Computed Tomographic Measures of Funnel-Shaped Lumbar Vertebral Canal and Articular Process Dysplasia Malformations Differ Between German Shepherd and Belgian Malinois Military Working Dogs.

Researchers who study the selection and breeding program criteria for military working dogs aim to help maximize the years of active duty service.

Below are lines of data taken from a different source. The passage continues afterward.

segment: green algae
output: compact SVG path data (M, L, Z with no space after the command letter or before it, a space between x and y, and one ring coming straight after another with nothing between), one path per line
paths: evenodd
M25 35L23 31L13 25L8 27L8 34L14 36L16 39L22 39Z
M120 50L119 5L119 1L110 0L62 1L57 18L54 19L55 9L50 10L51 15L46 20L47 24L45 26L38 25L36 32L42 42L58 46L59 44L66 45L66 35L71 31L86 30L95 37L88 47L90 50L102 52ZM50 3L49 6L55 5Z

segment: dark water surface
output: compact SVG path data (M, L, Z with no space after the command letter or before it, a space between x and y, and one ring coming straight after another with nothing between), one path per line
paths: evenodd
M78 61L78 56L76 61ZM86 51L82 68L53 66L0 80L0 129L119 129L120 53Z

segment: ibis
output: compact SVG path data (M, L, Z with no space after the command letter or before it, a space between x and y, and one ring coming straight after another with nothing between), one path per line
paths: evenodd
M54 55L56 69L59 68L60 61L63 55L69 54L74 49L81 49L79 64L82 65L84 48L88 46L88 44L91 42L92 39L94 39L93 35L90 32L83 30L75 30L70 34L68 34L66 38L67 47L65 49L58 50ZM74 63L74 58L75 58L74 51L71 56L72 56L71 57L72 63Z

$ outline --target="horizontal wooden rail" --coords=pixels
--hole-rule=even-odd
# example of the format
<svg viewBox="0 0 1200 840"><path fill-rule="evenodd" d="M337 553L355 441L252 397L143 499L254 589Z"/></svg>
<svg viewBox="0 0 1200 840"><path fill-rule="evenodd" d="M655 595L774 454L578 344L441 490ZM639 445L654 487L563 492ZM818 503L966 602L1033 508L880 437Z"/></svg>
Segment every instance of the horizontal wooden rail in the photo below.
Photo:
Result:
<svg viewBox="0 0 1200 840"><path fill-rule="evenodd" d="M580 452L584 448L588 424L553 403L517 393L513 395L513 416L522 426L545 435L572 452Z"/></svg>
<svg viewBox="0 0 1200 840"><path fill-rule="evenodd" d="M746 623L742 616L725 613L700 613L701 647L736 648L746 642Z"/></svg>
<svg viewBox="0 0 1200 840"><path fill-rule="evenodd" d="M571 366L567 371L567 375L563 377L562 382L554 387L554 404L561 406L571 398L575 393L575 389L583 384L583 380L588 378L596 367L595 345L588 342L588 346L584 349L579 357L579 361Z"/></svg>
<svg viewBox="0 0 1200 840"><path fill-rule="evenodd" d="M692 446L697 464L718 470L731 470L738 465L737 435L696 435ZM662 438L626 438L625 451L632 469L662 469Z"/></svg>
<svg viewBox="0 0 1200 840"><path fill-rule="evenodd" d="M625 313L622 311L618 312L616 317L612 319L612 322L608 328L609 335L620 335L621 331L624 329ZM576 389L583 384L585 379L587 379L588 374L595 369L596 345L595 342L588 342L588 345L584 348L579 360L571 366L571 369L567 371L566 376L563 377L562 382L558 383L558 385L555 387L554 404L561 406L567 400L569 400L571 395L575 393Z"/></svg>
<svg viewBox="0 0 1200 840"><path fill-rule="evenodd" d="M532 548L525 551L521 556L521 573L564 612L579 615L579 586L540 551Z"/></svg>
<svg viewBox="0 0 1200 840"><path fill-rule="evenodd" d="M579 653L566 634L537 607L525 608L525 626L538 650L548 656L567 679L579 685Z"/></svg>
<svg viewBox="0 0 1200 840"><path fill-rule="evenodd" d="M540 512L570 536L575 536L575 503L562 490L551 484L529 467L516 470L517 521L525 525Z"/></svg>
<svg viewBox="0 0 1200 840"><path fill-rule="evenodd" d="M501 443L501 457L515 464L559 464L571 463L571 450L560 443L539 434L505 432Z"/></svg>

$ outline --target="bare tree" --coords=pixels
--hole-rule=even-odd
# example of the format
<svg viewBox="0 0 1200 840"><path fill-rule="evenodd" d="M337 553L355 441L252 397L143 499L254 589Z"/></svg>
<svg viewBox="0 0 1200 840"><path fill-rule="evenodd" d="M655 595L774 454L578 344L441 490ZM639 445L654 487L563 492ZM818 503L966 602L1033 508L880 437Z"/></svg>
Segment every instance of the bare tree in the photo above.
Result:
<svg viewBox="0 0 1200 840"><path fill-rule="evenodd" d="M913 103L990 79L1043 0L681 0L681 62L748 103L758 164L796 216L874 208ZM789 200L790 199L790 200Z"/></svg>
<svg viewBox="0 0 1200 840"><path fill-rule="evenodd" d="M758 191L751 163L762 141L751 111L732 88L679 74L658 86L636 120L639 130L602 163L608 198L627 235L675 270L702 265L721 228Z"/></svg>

Computed tomographic (CT) quantitative phenotyping has been previously described as a method for supporting these research studies. Funnel-shaped lumbar vertebral foramen malformations have been previously described in Labrador retriever military working dogs and proposed to be risk factors for impaired arterial perfusion of nerve tissues during exercise. Articular process dysplasia malformations have been previously described in varying dog breeds and proposed to be risk factors for articular process degenerative joint disease and vertebral foramen stenosis. Aims of this retrospective, cross-sectional study were to describe quantitative CT phenotyping methods for characterizing funnel-shaped lumbar vertebral foramina and articular process dysplasia malformations and to apply these methods in a comparison between groups of German shepherd and Belgian Malinois military working dogs. A military working dog hospital's database was searched for German shepherd and Belgian Malinois dogs aged <6 years that had CT scans of the lumbosacral region during the period of 2008-2016. Observers unaware of CT findings recorded available clinical data for each of the dogs. An observer unaware of clinical data recorded CT measures of funnel-shaped lumbar vertebral foramina and articular process dysplasia malformations for each of dogs and each of the lumbar vertebrae that were available in the scans. A total of 59 dogs were sampled: 41 German shepherd and 18 Belgian Malinois. Articular process dysplasia and funnel-shaped vertebral foramen phenotypic traits were present in both breeds in this sample, with the frequency and quantitative measure of these traits being greater in German shepherd dogs and heavier dogs. Lower weight dogs had a lesser degree of a funnel-shaped foramen at all sampled vertebral locations. A consistent relationship between articular process dysplasia measures and body weight was not seen. Computed tomography measures of funnel shaped vertebral foramina were greater in German shepherd vs. Belgian Malinois dogs at the L7 vertebra (P < 0.01). The CT measures of cranial articular process dysplasia were greater in German shepherd vs. Belgian Malinois dogs at the L4 (P < 0.01) and L5 (P < 0.05) vertebrae.